Palaeoecologists study the vegetation of the past - often thousands of years ago. What role do such experts have in a project aimed at providing relief to allergy sufferers around the world with high-tech pollen monitoring?
The answer: no one knows more about the shape and size of pollen than palaeoecologists specialised in palynology, who have distinguished millions of pollen grains under the microscope in their professional careers. Recognising different species is their bread and butter. This is precisely why the company Swisens from Emmen asked the Institute of Plant Sciences (IPS) of the University of Bern to collaborate with them. "Thanks to our expertise, we can not only identify pollen but also know what can be distinguished," says Christoph Schwörer, who works in the Palaeoecology section at the IPS and is a member of the Oeschger Centre for Climate Change Research (OCCR). For example, it is not possible to differentiate between wild grass species since pollen from different species looks the same. Therefore, it is also not known which grass species sufferers are allergic to.
Innovation funding for better pollen monitoring
A project supported by InnoSuisse, the Swiss Innovation Promotion Agency, has emerged from this request for collaboration. It is named "MARVEL - Emerging data services based on real-time pollen monitoring" and brings together various partners from research, development, and industry. The aim is real-time pollen monitoring that identifies pollen relevant to allergy sufferers and enables more precise pollen reports, among other things. Swisens, the company behind the project, specialises in the automatic identification of particles and already offers devices for pollen monitoring. However, its use is limited to Switzerland as the software was only developed for plant species found here.
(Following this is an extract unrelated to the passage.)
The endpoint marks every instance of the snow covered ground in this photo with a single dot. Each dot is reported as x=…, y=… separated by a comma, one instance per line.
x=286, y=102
This is not sufficient for the global ambitions of the company and the new project. "Already in the Mediterranean region, there are completely different plant species and pollen types than here," explains Christoph Schwörer. And this is where the expertise of palaeoecologists comes into play: they use pollen in lake sediments, for example, to reconstruct the vegetation history. In the annual deposits at the bottom of lakes, they find information about natural changes and human influences by determining the quantity and type of pollen grains. The members of this relatively small research community are internationally connected and share their knowledge. For example, there are databases that provide information about pollen types from all over the world. Christoph Schwörer's research group will now use this information to compile lists of the most important pollen types and possible distinguishing features for all regions of the world as part of the InnoSuisse project.
Algorithms for recognising pollen types
Based on these criteria, the monitoring devices are then trained to analyse the pollen load that they measure. This is done with the help of machine learning. Interestingly, the artificial intelligence will not learn from images as one might think, but will use standardised written descriptions. For pollen grains of the rattle pots (Rhinantus), for example, a plant genus within the summer root family, the description key reads as follows: "Psilate, spheroidal, poles mostly rounded, colpi long, often slightly sunken. Polar fields small to medium-sized. Colpi usually everywhere ± equally wide, also equatorially narrowed."
The fact that the algorithms for recognising the pollen types are developed based on such descriptions has to do, not least, with the hardware of the current monitoring device: The machine captures the passing pollen from different angles with laser beams and produces a three-dimensional image from this data. However, this representation is less precise than the images that palaeoecologists view under their light microscopes at 400x magnification.
Advancing research with the help of machine learning
Christoph Schwörer sees his research group in the "MARVEL" project as more than just a service provider. He is convinced that the software for recognising pollen types will also advance palaeoecology. After all, the researchers' own attempts to automate their tedious identification work at the microscope with the help of machine learning have not exactly been successful to date. Identifying hundreds of different types of pollen is currently still too difficult for artificial intelligence. Schwörer emphasises that this new development therefore has great potential for research.
But why are palaeoecologists so familiar with modern-day pollen? After all, their research involves analysing grains that are thousands of years old. "The shape and appearance are evolutionary very stable," says Christoph Schwörer. "Nothing has changed in the past ten to twenty thousand years. You'd have to go back millions of years or even further in the history of vegetation."